У островка Кессулайд начинался канал «Слава». Тут ледокол «Лачплесис» и буксировщик «Медник» приняли буксирные тросы и потянули крейсер «Киров» в канал.

Фарватер был промерен гидрографами и обвехован, и, конечно, углублен, чтобы крейсер с его семиметровой осадкой смог пройти. Но – в сгустившейся темноте не стало видно вех на фарватере, и около полуночи «Киров» грузно сел на мель.

Ледокол пытался раскачать огромное стальное тело крейсера. Лопались трехдюймовые буксирные тросы. Заводили новые. Экипажу – тысяче моряков – приказали переместиться на корму, чтобы облегчить нос. Ледокол, страшно дымя, форсируя машины, тащил крейсер рывками. Далеко заполночь удалось, наконец, стащить его с мели. Контр-адмирал Дрозд, командовавший переходом, приказал вернуться на якорную стоянку у Кессулайда и дожидаться наступления утра. Опасное решение: на рассвете могли появиться германские самолеты-разведчики, а за ними и бомбовозы. Немцы, конечно, знали, что крейсер «Киров» обретается в Рижском заливе, но, может, им в головы не могла прийти странная мысль, что русские потащат крейсер в мелководный Моонзунд, да еще без воздушного прикрытия.

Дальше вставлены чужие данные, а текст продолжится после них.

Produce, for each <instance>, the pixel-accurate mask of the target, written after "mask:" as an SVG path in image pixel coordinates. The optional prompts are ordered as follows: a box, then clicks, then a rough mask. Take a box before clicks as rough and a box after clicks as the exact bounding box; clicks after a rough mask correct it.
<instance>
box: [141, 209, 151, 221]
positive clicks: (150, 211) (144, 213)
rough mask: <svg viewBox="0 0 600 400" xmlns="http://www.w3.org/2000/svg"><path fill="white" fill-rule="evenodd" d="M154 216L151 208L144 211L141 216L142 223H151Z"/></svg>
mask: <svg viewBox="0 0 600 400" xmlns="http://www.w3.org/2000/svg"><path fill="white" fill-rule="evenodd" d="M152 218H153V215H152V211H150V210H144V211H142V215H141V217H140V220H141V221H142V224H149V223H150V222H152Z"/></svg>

А на рассвете – туман. Плотными белыми полотнищами лег он на корпуса кораблей, на берега пролива. Это было и хорошо (нелетная погода!), и плохо (как идти в таком тумане сквозь узкости фарватера?).

Но как только чуть просветлело, стали видны верхушки береговых знаков и слегка обозначили себя вехи на фарватере, адмирал приказал сниматься с якорей. На коротком буксирном тросе работяга «Лачплесис» снова потащил «Киров» в канал. Двое молодых гидрографов, определяясь по знакам и своим планшетам, в мегафон выкрикивая команды на буксировщик, аккуратно вели крейсер.

Вошли в пролив Хари-Курк, тут было просторнее, чем в канале. «Киров» отдал буксирные тросы и двинулся своим ходом. Туман рассеялся. Солнце, выглянув из облаков, положило на воду золотые блики. Стаи чаек с сумасшедшими криками носились над кораблями – может, впервые видели такую флотилию.

Морские охотники, идущие впереди, сбрасывали по курсу глубинные бомбы. Тут, на выходе из Хари-Курка в устье Финского залива, глубина была достаточная для действий подводных лодок, – требовалась, значит, осмотрительность.